A decades worth of  data from a survey of American college students with 1.1 million participants shows that of-age students are less likely to binge drink where recreational cannabis is legal. This is according to a study recently published in Addictive Behaviors,  and it’s one of the only studies to investigate how university students’ substance/alcohol intake changes after states legalize recreational marijuana.  This new study suggests that students are substituting cannabis for alcohol and binge drinking less often as a result.

For the study, researchers examined trends in college students’ alcohol, nicotine, prescription opioid and other drug use after recreational marijuana legalization. Data from surveys of American university students from 2008 to 2018 was used, researchers wanted to see how recreational marijuana legalization (RML) impacts other substance use trends.

The study highlights how RML was linked to decreased binge drinking prevalence among university students old enough to legally consume alcohol. After states legalize recreational weed, researchers observed a decrease in college binge drinking by an average of 6 percent.

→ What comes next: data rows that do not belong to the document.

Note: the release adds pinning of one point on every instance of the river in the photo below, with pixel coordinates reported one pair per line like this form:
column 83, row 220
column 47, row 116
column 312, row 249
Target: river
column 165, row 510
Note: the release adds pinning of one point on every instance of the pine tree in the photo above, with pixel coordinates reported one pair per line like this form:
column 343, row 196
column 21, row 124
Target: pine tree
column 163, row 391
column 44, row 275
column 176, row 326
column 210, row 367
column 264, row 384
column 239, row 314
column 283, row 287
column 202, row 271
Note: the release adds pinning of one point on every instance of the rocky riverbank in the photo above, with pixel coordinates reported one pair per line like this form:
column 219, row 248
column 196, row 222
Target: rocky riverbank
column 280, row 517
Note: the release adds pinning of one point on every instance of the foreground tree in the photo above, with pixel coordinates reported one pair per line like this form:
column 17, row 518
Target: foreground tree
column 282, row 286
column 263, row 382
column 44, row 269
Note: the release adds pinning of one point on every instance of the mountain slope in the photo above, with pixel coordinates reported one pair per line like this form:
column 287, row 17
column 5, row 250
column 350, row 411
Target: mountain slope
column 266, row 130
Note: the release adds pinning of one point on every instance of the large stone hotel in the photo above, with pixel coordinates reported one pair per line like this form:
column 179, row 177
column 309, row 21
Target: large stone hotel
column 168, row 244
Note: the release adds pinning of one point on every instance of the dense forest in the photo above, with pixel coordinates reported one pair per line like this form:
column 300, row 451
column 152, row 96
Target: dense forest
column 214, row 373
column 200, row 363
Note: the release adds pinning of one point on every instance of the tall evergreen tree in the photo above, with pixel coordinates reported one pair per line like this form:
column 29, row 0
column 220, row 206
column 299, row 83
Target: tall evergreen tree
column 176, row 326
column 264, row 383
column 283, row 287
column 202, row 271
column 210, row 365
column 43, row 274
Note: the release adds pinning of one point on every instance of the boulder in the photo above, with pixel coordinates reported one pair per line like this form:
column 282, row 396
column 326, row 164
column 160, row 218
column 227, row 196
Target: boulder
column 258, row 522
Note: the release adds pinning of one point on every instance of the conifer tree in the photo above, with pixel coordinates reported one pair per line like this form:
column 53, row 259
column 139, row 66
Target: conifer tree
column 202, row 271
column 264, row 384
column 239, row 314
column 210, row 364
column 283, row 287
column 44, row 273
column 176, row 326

Oregon State University Ph.D student Zoe Alley, one of the study’s authors, said the decrease could be accounted for by the wider availability of cannabis after legalization. “When you reach the legal drinking age, suddenly a lot of people transition to using more alcohol because now it’s more available and marijuana is not,” said Alley. Legalizing marijuana, by contrast, may prevent students who turn 21 from substituting alcohol for cannabis based on availability.